Marketing performance specialist, QuinStreet has recently purchased Insure.com for a whopping $16 million. This sale has sparked a debate over at Elliot’s Blog on whether or not it was purely a domain sale or if QuinStreet acquired more than just the domain, which would explain the $16 million price tag.
From the outset it looks like a pure domain sale. However, the Chicago Tribune reported differently. Clearly there are facts missing from somewhere. QuinStreet made the purchase from the insurance company that will now be re-branded Life Quotes. Life Quotes maintains that they will continue operating business. So, why the debate? I think a quote from Adam’s comment on Elliot’s blog post sums it up well:
“…Pure domain name sales are going to be more and more hard to figure out as domains mature and more of the premium domains are put to use. If buyers can grab up other assets in the deal and/or when sellers can get stock options and other intangibles, we’ll see less of these sales appearing on the highest sales “charts”…”

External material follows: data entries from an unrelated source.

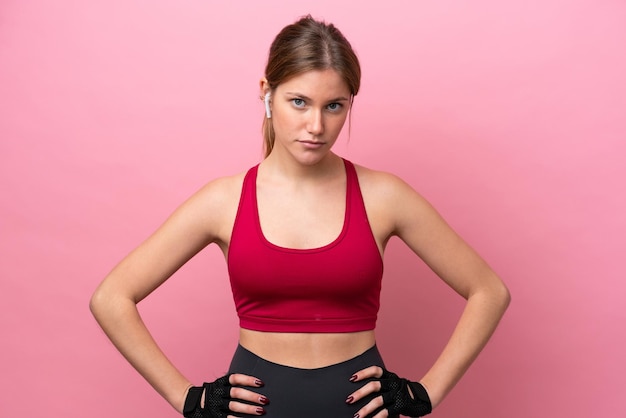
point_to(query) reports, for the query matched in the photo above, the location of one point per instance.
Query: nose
(315, 123)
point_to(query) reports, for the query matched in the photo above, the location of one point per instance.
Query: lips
(313, 144)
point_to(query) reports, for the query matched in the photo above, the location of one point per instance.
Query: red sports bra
(334, 288)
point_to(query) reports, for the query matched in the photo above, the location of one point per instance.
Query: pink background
(508, 116)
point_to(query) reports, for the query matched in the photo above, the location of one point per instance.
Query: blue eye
(334, 107)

My only question is, why would an insurance company sell off Insure.com to a marketing firm? Life Quotes acknowledged that they will lose substantial amount of leads by selling the premium domain. I think it was a terrible decision unless they were looking to ‘cash in’ per se. By changing their business name to Life Quotes, they will confuse thousands of clients with the LifeQuote.com insurance website, a completely different business on nearly the same (and better) domain. Another note, QuinStreet is the same group that recently purchased the Internet.com network for $18 million.